The Mali–Niger border is 828 km (520 mi) in length and runs from the tripoint with Burkina Faso in the west to the tripoint with Algeria in the east.

==Description==
Beginning at the tripoint with Burkina Faso, the border proceeds in an irregular line eastwards, cutting across the Niger River, with a series of straight lines proceeding eastwards to a point just north of the Mata Lekya well in Niger. The boundary then follows the seasonal Ahzar Amachkalo river in a steep north-eastwards direction, then continues in this manner via a series of straight lines in an almost directly northwards direction up to the Algerian tripoint. The terrain is generally Sahelian, merging into the Sahara desert in the northern stretches.

==History==
The border first emerged during the Scramble for Africa, a period of intense competition between European powers in the later 19th century for territory and influence in Africa. The process culminated in the Berlin Conference of 1884, in which the European nations concerned agreed upon their respective territorial claims and the rules of engagements going forward. As a result of this France gained control of the upper valley of the Niger River (roughly equivalent to the areas of modern Mali and Niger). France began occupying the area of modern Mali (then often referred to as French Sudan) during the 1880s–90s, later occupying the territory of modern Niger by 1900. These areas fell under the control of the federal colony of French West Africa (Afrique occidentale française, abbreviated AOF). The internal divisions of this polity underwent several changes during its existence; what are now Mali, Niger and Burkina Faso were at first united as Upper Senegal and Niger, with Niger being classed as a military territory, ruled from Zinder. What is now the Mali–Niger border was initially delimited by the Commanders of Gao and Niamey on 26 August 1909. It appears that for about a year from 1910 to 1911 the town of Gao was included within Niger. The Niger military territory was split off from Upper Senegal and Niger in 1911, becoming a separate colony in 1922. The Mali-Niger boundary was further delimited in 1928–29 and 1937–38, being finalised at a convention in Niamey on 3 April 1939.

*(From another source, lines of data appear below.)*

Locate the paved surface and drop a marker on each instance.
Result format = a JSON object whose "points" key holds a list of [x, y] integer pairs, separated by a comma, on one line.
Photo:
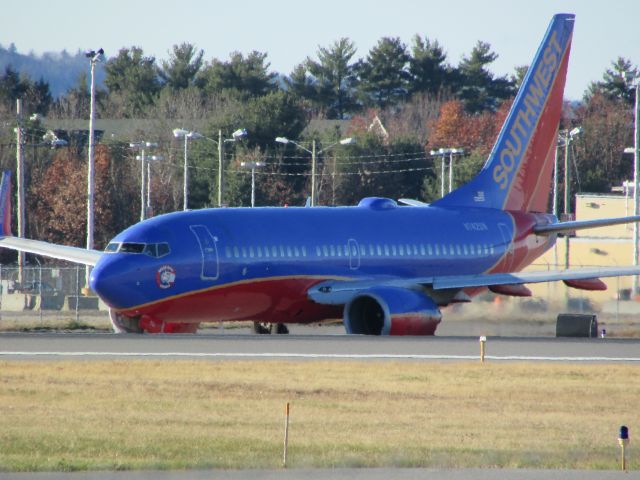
{"points": [[60, 345], [338, 474]]}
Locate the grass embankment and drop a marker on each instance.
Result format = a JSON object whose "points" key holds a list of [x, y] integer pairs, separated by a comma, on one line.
{"points": [[197, 414]]}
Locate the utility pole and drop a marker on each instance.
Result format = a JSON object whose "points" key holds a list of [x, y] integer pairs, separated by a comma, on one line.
{"points": [[20, 185], [94, 57], [220, 169], [636, 181], [313, 173]]}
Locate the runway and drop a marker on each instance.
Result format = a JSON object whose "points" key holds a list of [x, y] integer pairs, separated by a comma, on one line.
{"points": [[314, 347]]}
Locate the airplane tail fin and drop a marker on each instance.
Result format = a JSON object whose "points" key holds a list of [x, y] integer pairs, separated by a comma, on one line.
{"points": [[517, 174], [5, 204]]}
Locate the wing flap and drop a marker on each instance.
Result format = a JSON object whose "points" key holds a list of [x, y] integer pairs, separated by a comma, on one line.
{"points": [[61, 252], [567, 227]]}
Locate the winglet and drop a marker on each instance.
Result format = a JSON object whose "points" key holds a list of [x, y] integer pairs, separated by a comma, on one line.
{"points": [[5, 204]]}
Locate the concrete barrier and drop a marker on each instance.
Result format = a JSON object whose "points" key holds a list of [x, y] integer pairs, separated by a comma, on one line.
{"points": [[576, 325]]}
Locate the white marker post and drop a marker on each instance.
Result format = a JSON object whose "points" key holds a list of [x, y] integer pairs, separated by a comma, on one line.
{"points": [[483, 341], [623, 441], [286, 435]]}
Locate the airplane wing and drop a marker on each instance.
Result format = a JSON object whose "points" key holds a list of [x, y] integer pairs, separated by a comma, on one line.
{"points": [[61, 252], [565, 227], [337, 292]]}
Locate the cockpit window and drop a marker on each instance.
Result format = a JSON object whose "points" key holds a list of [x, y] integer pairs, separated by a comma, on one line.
{"points": [[112, 247], [155, 250], [163, 249], [132, 247]]}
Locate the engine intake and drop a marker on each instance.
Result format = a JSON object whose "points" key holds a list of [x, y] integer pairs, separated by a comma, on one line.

As the movement for decolonisation grew in the post-Second World War era, France gradually granted more political rights and representation for its African territories, culminating in the granting of broad internal autonomy to each colony in 1958 within the framework of the French Community. Eventually, in August 1960, both Mali (at that point part of the short-lived Federation of Mali with Senegal) and Niger were granted full independence and their mutual frontier became an international one between two independent states. A joint protocol between the two new states on 27 February 1962 confirmed their mutual boundary as per the 1939 convention.
Security along the boundary has been poor for many years, owing to the Tuareg rebellions of the 1990s and 2000s. This worsened considerably after 2012, following the outbreak of the Northern Mali conflict and associated Islamist-inspired violence.

==Settlements==
===Mali===
- Labbézanga
- Ouattagouna
- Akabar
- Tabonkort
- Andéramboukane

===Niger===
- Ayourou
- Bani-Bangou
- Chinagodrar
- Andéramboukane

==Border crossings==
There is a road crossing in the far west of the border connecting Ansongo (Mali) to Ayourou (Niger). Further east lies the border crossing at Andéramboukane (Mali). The border can also be traversed via boat along the river Niger. Travel to the border region is discouraged by third party governments owing to the high incidence of kidnap and criminality, and the ongoing instability resulting from the Tuareg rebellions and the insurgency in Mali.